No More NaNs!

Today, Dustin told me about a Theano bug he was working on with Fred (soon to be fixed).

Basically, 0**x can give NaNs, since y**x is calculated using log(y).  Looking at the MDN cost, the coefficients, means, and std_devs all get exponentiated at some point.  Although it is very unlikely that the means will ever be exactly 0, the stds and coefficients are outputs of softplus/softmax respectively, and so they can very easily be driven to 0.  Setting a floor value for all of the parameters has eliminated my NaNs.  

However, as I suspected, the exploding gradient is still an issue.  I tried using a learning rate that consistently gave NaNs on the first epoch, and it no longer does.  Instead, its first step increases the likelihood dramatically, and is subsequently approximately constant (at least for a few epochs, I am running for longer to see what happens next).  Although the likelihood the network obtains in this one epoch is better than the likelihood I’ve achieved with lower learning rates, I’m not sure how much to trust this result.  I will need to make more detailed qualitative comparisons, i.e. inspect graphs more closely.   

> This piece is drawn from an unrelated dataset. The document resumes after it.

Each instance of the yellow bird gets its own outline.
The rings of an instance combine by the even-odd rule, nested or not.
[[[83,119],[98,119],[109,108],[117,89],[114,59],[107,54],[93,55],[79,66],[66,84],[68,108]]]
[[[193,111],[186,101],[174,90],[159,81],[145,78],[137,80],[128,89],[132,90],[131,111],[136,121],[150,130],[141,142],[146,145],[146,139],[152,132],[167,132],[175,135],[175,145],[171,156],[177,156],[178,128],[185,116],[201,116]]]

It seems like the algorithm is totally lost after taking this big step, and has no reliable gradient signal.  It may be able to recover the scent (so to speak), though, which is why I am training longer.  

In any case, now that the NaNs are gone, it should be easy to use gradient clipping to address the problem.  I’m currently testing my implementation of gradient clipping.  

I’d still like to understand how the network is able to achieve so much better likelihood via one big gradient step at the beginning than it is via incremental improvements (the way training is supposed to work on hard problems like this).  I strongly suspect it is completely spurious.